Hmm the code looks somewhat dangerous.  Why sleep for 10 seconds
before closing?  Is this to ensure any in-flight queries finish?  It's
better to explicitly track this (eg w/ IndexReader's incRef/decRef).

What if determineIndexDirectories is called again before 10 seconds have passed?

Mike

On Wed, May 26, 2010 at 9:44 AM, Thomas Rewig tre...@mufin.com wrote:
 Hello,

 I use Lucene 2.9.1 with two indices, which alternate each day. One is live,
 the other is erased and renewed with the latest data.
 The problem is that the index files will be deleted, but the file handles
 are still available.
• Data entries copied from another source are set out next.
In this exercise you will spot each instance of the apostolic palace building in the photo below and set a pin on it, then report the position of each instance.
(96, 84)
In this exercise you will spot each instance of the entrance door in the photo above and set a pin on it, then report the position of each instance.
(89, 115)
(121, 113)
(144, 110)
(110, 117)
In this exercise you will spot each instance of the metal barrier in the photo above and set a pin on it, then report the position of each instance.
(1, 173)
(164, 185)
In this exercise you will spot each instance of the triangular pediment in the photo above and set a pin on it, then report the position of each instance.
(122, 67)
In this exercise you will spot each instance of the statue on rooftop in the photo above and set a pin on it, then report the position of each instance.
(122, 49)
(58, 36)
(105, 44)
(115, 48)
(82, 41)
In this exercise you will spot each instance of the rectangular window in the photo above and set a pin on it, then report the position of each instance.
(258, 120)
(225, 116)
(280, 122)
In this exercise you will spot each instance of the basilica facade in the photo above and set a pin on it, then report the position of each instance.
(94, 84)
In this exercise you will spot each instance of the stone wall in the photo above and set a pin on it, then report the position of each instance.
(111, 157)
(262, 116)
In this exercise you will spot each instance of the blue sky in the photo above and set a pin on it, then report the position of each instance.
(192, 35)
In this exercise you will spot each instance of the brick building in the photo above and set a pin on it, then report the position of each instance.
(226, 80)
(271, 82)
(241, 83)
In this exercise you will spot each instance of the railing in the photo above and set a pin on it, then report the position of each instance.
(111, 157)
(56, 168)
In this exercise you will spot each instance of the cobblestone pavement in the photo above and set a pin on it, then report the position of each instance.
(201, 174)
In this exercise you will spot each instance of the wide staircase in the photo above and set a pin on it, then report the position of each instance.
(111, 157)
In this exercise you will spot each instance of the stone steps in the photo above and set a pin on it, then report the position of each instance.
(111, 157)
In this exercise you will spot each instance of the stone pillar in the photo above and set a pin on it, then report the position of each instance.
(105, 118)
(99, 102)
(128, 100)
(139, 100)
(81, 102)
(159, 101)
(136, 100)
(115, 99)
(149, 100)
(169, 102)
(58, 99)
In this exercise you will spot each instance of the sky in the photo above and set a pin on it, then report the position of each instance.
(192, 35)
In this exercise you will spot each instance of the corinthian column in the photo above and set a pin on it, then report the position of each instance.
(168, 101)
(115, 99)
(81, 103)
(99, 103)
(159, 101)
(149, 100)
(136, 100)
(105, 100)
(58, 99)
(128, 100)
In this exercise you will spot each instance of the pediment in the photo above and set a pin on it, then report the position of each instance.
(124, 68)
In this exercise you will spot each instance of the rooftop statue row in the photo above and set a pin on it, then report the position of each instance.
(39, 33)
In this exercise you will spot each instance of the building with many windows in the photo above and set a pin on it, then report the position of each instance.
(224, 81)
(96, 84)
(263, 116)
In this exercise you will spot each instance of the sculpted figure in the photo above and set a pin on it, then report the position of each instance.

If the program (JBOSS) is not restarted for some time,
 the disk space is scarce.

 With lsof I see e.g:

 java       6054        root   80r      REG                8,1 5939406525
  84663 /usr/_index/2/item3_index/_2fdtq2.cfs (deleted)
 java       6054        root   82r      REG                8,1  401785779
  78344 /usr/_index/2/item2_index/_5exkf.cfs (deleted)
 java       6054        root   84r      REG                8,1  106496943
  72217 /usr/_index/2/item1_index/_85bld.cfs (deleted)
 java       6054        root  147r      REG                8,1 5939406525
  84663 /usr/_index/2/item3_index/_2fdtq2.cfs (deleted)
 java       6054        root  150r      REG                8,1  401785779
  78344 /usr/_index/2/item2_index/_5exkf.cfs (deleted)

 ### open the a specific searcher: ###

   public static Searcher getSearcher(String indexName)
   throws IOException
   {
       Searcher searcher = searchersList.get(indexName);
       if(searcher == null) {
           String path = getPath(subDir, indexName);
           Directory directory = new NIOFSDirectory(new File(path));
           searcher = new IndexSearcher(directory, true);
           directoriesList.put(indexName, directory);
           searchersList.put(indexName, searcher);
       }
       return searcher;
   }

 ### switch the searchers: ###

   public static void determineIndexDirectories() {
       searchersListOld = searchersList;
       searchersList = new HashtableString, Searcher();
       directoriesListOld = directoriesList;
       directoriesList = new HashtableString, Directory();

       subDir = getLastIndexDir();

       closeOldSearchers();
   }

 ### close the searchers: ###

   private static void closeOldSearchers() {
       new Thread() {
           public void run() {
               try {
                   sleep(10*1000);
               } catch (InterruptedException e) {
                   logger.error(IndexManager.closeOldSearchers, e);
               }
                             for(Searcher searcher :
 searchersListOld.values()) {
                   try {
                       searcher.close();
                   } catch (IOException e) {
                       logger.error(Error closing Searcher., e);
                   }
               }
               searchersListOld.clear();
               searchersListOld = null;
                             for(Directory directory :
 directoriesListOld.values()) {
                   try {
                       directory.close();
                   } catch (IOException e) {
                       logger.error(Error closing Directory., e);
                   }
               }
               directoriesListOld.clear();
               directoriesListOld = null;
           }
       }.start();
   }

 I search for this problem in the mailing list, and there are similar
 Problems with a not correctly closed IndexReader.

 If I create a IndexSearcher with a directory could it be that there is a
 similar problem, e.g. the under lying IndexReader (if there is one) closes
 not automatically if i close searcher.close()?
 Do I have to close something else, than all IndexSearchers and Directorys?
 Or am I wrong with my assumption, and the problem is somewhere else?